On the growth front, we see an accumulation of downside risks. While GDP growth was stable in the second quarter, warning signs of slower growth in the coming quarters are flashing as sentiment deteriorates and the Eurozone slides into recession. Q2 GDP grew by 0.3% qoq, buoyed by the reopening of the service sector and private consumption, which has been resilient despite higher prices (real household consumption increased by 1.4% qoq). However, some weakness was observed in the manufacturing sector, also reflected in the fact that the purchasing managers’ index for the manufacturing sector fell for the fifth straight month in August.

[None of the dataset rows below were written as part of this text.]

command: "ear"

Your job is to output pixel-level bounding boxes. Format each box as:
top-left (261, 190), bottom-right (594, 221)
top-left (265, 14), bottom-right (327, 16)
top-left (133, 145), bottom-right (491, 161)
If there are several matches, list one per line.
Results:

In addition, the KOF benchmark index, which has historically been a good indicator of GDP growth, fell for the fourth straight month in August, falling to 86.5. This downtrend indicates slower or negative growth going forward. Furthermore, our expectation of a eurozone recession by the end of 2022 poses additional downside risks to Switzerland’s growth prospects given the two regions have significant trade ties – 36% of Swiss exports go to the eurozone, while 45% of Swiss imports come from the eurozone . The economic prospects are made even more difficult by the Russia-Ukraine war and the resulting energy crisis, since Switzerland ultimately gets almost half of its natural gas from Russia. While Switzerland has relatively low gas requirements, accounting for only around 15% of total energy consumption, the country currently does not have large capacities to store natural gas or own gas reserves, making growth prospects even more uncertain. Against this backdrop, we do not forecast an outright recession in Switzerland, but do expect economic growth to slow in 2023, consistent with a slower pace of SNB interest rate hikes.
Also in line with our expectation of a slower pace of rate hikes is our outlook for more dovish inflation in 2023. Inflation in Switzerland is at a 30-year high and is above the SNB’s 2% target, but remains relative to others major European countries much lower economies. In August, the CPI accelerated to 3.5% yoy. Digging into the details, prices for housing, water, electricity, gas and other fuels were up just 4.7% yoy, well below the 19.7% increase in the eurozone. With the updated SNB forecasts showing annual average inflation of 2.4% for 2023 and 1.7% for 2024, we believe the central bank will continue to tighten monetary policy, although larger rate hikes are unlikely to be necessary as inflation is expected to increase will be closer to target by the end of 2023. The central bank noted that without the 75 basis point rate hike in September, its inflation forecast would be significantly higher.
While our base case calls for modest rate hikes in the coming quarters, we would not completely rule out a 75 basis point rate hike in December. With the SNB only holding one monetary policy meeting per quarter, half as many as the ECB, the central bank could opt for a larger rate hike to reflect this. The central bank has also repeatedly stressed its commitment to support the franc to cushion the blow from higher import prices and inflationary pressures. While his willingness to intervene in FX markets is a key policy lever, big rate hikes that support the currency could also complement these actions.